3. Cleto Chiarli Vecchia Modena Premium, Emilia-Romagna, Lambrusco di Sorbara, Italy; $45

This Lambrusco has a lighter tint, similar to that of a rosé, and is easy to drink with or without food, though it pairs wonderfully with our Salumi, Grissini, and Olives dish. This label truly sells itself: It’s easy to drink, lower in alcohol, and ridiculously refreshing. That’s the kind of thing to drink after a long day at the office, so I poured this for a number of the after-work crowd last night.

4. La Caravelle Brut Rosé, Champagne, France, NV; $65

This is a fresh and affordable rosé Champagne made by a lovely couple, André and Rita Jammet, who used to own a very famous restaurant in New York also named La Caravelle.
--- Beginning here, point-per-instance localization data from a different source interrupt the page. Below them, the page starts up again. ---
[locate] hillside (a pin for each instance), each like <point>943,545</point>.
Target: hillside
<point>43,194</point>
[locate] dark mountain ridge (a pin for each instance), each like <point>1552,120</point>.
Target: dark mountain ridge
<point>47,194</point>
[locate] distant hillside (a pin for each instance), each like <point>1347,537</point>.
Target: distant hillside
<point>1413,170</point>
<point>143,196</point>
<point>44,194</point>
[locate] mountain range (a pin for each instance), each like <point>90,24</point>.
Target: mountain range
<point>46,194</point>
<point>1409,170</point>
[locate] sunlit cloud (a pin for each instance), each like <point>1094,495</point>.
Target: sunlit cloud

I refer to this label as the gateway to rosé Champagne and recommended it to a four-top after a guest expressed the wish to treat his companions to a crowd-pleasing bottle. It doesn’t hurt that our Gnoccho Fritto con Prosciutto e Parmigiano made for a sensational pairing. 

5. Ulysse Collin Les Perrières, Blanc de Blancs, Congy, France; $115

Many sommeliers are in love with the wines of Ulysse Collin, and I am no different. This label is 100 percent Chardonnay, grown on silex soil, which makes it racy and mineral-forward. It’s also a nice introduction to the nuances of the variety. Last night I met a couple who’d recently been bitten by the Champagne bug, and they were beginning to explore smaller Champagne houses. I presented this label to show that not all prestige wines are made in well-known Champagne villages.

—As told to Shanika Hillocks

Katie Morton is the wine director of Marta, Caffe Marchio, and Vini e Fritti, Union Square Hospitality Group’s Roman-inspired restaurants located in The Redbury New York hotel. She joined the Marta team after spending two years as the assistant wine director of Marta’s sister restaurant, Maialino. Before her affiliation with the Union Square group, Morton worked as a sommelier at the three-Michelin-starred Eleven Madison Park and was a member of the opening team of The NoMad.